Myhomehelper is a visually simple tablet that family carers can manage remotely to monitor their loved ones when they cannot be with them…
“My sister told me about myhomehelper. It’s a visually simple tablet that family carers can manage remotely to monitor their loved ones when they cannot physically be with them. For example, I’ve set Mum’s up to include the day, the date, the time and the things that are happening today. The information is displayed simply and I’ve set it up to repeat often throughout the day,” advises Peter.
“I also use it to do video calls with her and to share photos, both personal ones to remind her of the past, and current ones, perhaps taken on my bike ride around the island that day, to stimulate her and help her orient herself in the present.
“It’s simple to set up – the only thing you have to do in situ is set up the Wi-Fi .It’s easy to use too, both for the carer and for the person being cared for,” advises Peter.
How did myhomehelper come about?
myhomehelper is an internet solution developed from personal experience to assist individuals living with memory problems and help those who care for them…
This is one of those reassuring and heart-warming origin stories of how something that began as a practical solution to a personal situation grew into a business.
In short, Kevin Marsch created it for his own use when his mum, Pat, was diagnosed with vascular dementia in 2010. Seeing how effective it was in reducing her anxiety, he continued adding features to the system.
Kevin and Pat Marsch
Within a year, encouraged by positive feedback from carers, doctors and paramedics, Kevin quit his job and set up an enterprise so that he could make myhomehelper available to other carers too.
Since then, myhomehelper has won or been a finalist in several awards, including the 2018 Building Better Healthcare Best Use of Technology Award. Demand has grown organically, widening to include young people with learning disabilities, and latterly to families affected by lockdown, with as many orders for the device coming in over the last ten weeks as in the previous year.

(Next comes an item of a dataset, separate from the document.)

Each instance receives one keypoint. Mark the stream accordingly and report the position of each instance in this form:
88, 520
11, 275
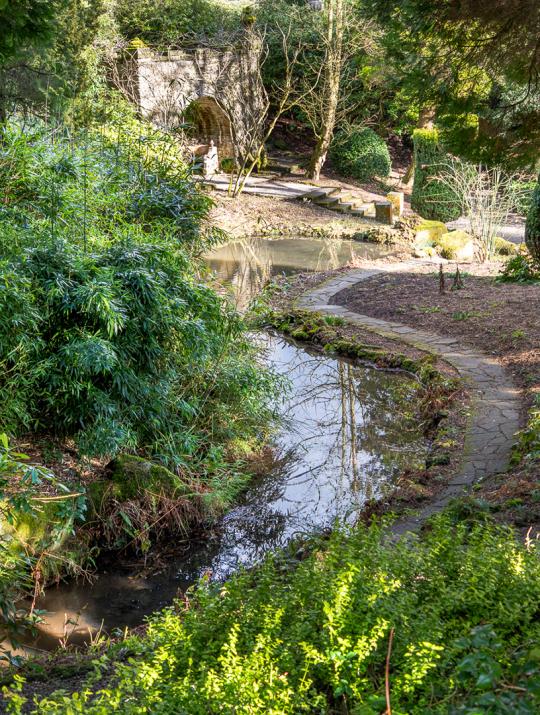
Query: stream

“I created it in the first place to help my mum, but also to help me, as I was finding it increasingly difficult to do my job whilst caring for my mum’s needs. Coming up with this solution solved two problems for my family, and it’s heartening that it is now doing so for many more too,” advises Kevin.
What are the benefits of myhomehelper?
For Peter’s family, the benefits were clear:
“As a family of social workers and social care workers, we’re all very aware of the challenges caused by aging and of how isolation can accelerate challenges. We’re also very aware of how dementia can be over-diagnosed and how interventions that support memory, especially through times of anxiety and isolation, can prolong independent living,” Peter reflects.
“Anything that can extend people’s ability to live independently, so long as they want to, is a good thing. And myhomehelper is a very good thing. What I like about it is that it’s very simple. It’s also very secure and the technical support is excellent. It’s like Kevin has said, ‘Here’s a machine, it’s in your control, if it goes wrong, I’m here for you’. And he is.”
“When we first set it up, it was so lovely to see Mum’s face. We had been talking to her on the phone daily but being able to actually see her helped me to feel less distanced and more reassured. Knowing Mum has it set up by her armchair and doesn’t need to do anything because I can activate it from my end, from programming reminders, to sharing reminiscences, to starting a video call, which myhomehelper automatically answers, it’s brought real peace of mind for me, my mother, and for my sister whilst she’s been unable to visit Mum.”
Peter’s sister, Charlotte, adds: “I think many carers know the anxiety that exists about becoming unwell and not being able to carry out essential tasks. For my mum, I know that she only really lets her guard down and admits to her difficulties with people she loves. So, having a tool by which Peter can remain in real, multi media contact has been hugely reassuring.”
Having trained with dementia champion, Dr Gemma Jones, Peter has strong views on dementia care – and wider issues relating to caring for those beginning to face age related challenges such as memory loss. I’ll leave the final words to him:
Our brains are not all that we are. Our ‘personhood’ does not reside in a filing system: our personhood resides in our souls. Our humanity does not disappear or even fade with memory loss, it’s just that our needs grow greater. I feel that the creator of myhomehelper understands this and has designed a piece of healthcare technology that holds humanity at its heart. It’s a great way to care for someone you love when you can’t be with them and I recommend it wholeheartedly.